Taurine Supplementation Slows Aging, Extends Life in Mice
Taurine levels drop with age, and correlate with health in aged humans. Researchers here show evidence for taurine supplementation to improve health and extend life span in mice. While it isn't mentioned in this paper, if one takes a look around the literature on this topic, taurine may act on the pace of aging by increasing levels of the antioxidant enzyme glutathione, and has been shown to diminish oxidative stress. You may recall that supplementation with glutathione precursors has been shown to improve health in both old mice and old humans.
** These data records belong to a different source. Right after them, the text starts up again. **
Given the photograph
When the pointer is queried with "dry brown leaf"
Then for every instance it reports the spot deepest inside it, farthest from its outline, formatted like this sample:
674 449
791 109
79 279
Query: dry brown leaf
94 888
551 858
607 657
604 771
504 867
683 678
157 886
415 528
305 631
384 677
Glutathione itself is harder to deliver directly, hence the more indirect strategies. The observed effects on health and life span may be due to improved mitochondrial function, reducing the dual impact of mitochondrial dysfunction: loss of ATP production needed to power cell processes on the one hand, and and excessive production of oxidative molecules that can damage molecular machinery elsewhere in the cell on the other.
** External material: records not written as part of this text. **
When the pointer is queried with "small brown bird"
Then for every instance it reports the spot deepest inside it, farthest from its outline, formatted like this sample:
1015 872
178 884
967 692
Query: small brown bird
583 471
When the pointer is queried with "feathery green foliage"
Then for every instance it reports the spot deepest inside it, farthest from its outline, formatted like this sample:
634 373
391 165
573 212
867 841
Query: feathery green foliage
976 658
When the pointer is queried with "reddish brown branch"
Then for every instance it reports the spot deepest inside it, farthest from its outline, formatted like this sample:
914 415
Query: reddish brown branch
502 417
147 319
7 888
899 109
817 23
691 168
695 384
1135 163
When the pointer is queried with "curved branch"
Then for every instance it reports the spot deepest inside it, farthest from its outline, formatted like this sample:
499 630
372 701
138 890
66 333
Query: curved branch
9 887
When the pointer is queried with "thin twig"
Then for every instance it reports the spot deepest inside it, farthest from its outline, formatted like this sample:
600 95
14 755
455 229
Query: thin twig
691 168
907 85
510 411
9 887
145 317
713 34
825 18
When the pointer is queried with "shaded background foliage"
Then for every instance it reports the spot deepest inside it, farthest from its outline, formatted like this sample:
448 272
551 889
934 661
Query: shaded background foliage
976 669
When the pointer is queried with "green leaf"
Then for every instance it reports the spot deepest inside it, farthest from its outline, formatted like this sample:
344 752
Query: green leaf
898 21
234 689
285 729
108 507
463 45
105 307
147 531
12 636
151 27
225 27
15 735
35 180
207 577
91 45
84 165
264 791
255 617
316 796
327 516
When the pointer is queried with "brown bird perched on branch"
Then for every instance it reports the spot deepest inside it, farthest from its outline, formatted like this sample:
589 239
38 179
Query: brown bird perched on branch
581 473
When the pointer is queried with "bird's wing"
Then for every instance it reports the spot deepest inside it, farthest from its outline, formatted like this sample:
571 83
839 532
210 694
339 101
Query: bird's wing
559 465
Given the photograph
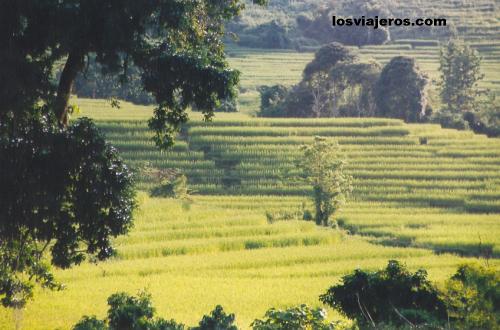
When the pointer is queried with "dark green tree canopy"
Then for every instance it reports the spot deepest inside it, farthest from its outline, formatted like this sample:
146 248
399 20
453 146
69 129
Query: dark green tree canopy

Aging is associated with systemic changes in the concentrations of molecules such as metabolites. However, whether such changes are merely the consequence of aging or whether these molecules are drivers of aging remains largely unexplored. If these were blood-based drivers of aging, then restoring their concentration or functions to "youthful" levels could serve as an antiaging intervention. Taurine, a semiessential micronutrient, is one of the most abundant amino acids in humans and other eukaryotes. Earlier studies have shown that the concentration of taurine in blood correlates with health, but it is unknown whether blood taurine concentrations affect aging. To address this gap in knowledge, we measured the blood concentration of taurine during aging and investigated the effect of taurine supplementation on health span and life span in several species.
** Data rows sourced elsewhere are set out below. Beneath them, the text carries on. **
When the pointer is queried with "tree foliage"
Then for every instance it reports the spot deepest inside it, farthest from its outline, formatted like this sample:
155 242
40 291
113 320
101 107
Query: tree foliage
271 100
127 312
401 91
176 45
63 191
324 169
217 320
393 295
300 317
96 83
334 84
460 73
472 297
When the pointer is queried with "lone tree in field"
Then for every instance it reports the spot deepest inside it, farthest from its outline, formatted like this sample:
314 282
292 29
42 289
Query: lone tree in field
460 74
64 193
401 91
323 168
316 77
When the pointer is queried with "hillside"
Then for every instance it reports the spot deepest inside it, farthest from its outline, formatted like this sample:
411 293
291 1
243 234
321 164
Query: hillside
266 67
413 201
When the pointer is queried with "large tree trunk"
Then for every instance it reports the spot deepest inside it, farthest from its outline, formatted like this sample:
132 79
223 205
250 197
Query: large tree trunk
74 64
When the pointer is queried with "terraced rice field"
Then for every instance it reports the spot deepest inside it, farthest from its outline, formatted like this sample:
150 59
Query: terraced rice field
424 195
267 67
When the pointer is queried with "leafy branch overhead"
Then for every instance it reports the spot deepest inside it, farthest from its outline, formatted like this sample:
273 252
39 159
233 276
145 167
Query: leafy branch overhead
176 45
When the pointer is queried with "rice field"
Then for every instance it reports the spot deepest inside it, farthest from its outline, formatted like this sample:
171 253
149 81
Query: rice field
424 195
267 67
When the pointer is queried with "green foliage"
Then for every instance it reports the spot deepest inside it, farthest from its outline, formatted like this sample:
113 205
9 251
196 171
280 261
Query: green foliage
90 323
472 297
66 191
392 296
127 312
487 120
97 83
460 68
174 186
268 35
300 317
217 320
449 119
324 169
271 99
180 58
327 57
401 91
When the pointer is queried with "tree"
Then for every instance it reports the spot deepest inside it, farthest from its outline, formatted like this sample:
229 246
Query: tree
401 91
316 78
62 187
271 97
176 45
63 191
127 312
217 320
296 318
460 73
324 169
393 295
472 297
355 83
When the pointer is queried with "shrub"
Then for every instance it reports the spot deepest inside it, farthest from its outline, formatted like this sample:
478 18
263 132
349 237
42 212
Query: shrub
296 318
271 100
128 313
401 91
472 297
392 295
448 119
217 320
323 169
Blood concentration of taurine declines with age in mice, monkeys, and humans. To investigate whether this decline contributes to aging, we orally fed taurine or a control solution once daily to middle-aged wild-type female and male C57Bl/6J mice until the end of life. Taurine-fed mice of both sexes survived longer than the control mice. The median life span of taurine-treated mice increased by 10 to 12%, and life expectancy at 28 months increased by about 18 to 25%. A meaningful antiaging therapy should not only improve life span but also health span, the period of healthy living. We, therefore, investigated the health of taurine-fed middle-aged mice and found an improved functioning of bone, muscle, pancreas, brain, fat, gut, and immune system, indicating an overall increase in health span.
Investigations into the mechanism or mechanisms through which taurine supplementation improved the health span and life span revealed that taurine positively affected several hallmarks of aging. Taurine reduced cellular senescence, protected against telomerase deficiency, suppressed mitochondrial dysfunction, decreased DNA damage, and attenuated inflammation. An association analysis of metabolite clinical risk factors in humans showed that lower taurine, hypotaurine, and N-acetyltaurine concentrations were associated with adverse health, such as increased abdominal obesity, hypertension, inflammation, and prevalence of type 2 diabetes. Moreover, we found that a bout of exercise increased the concentrations of taurine metabolites in blood, which might partially underlie the antiaging effects of exercise.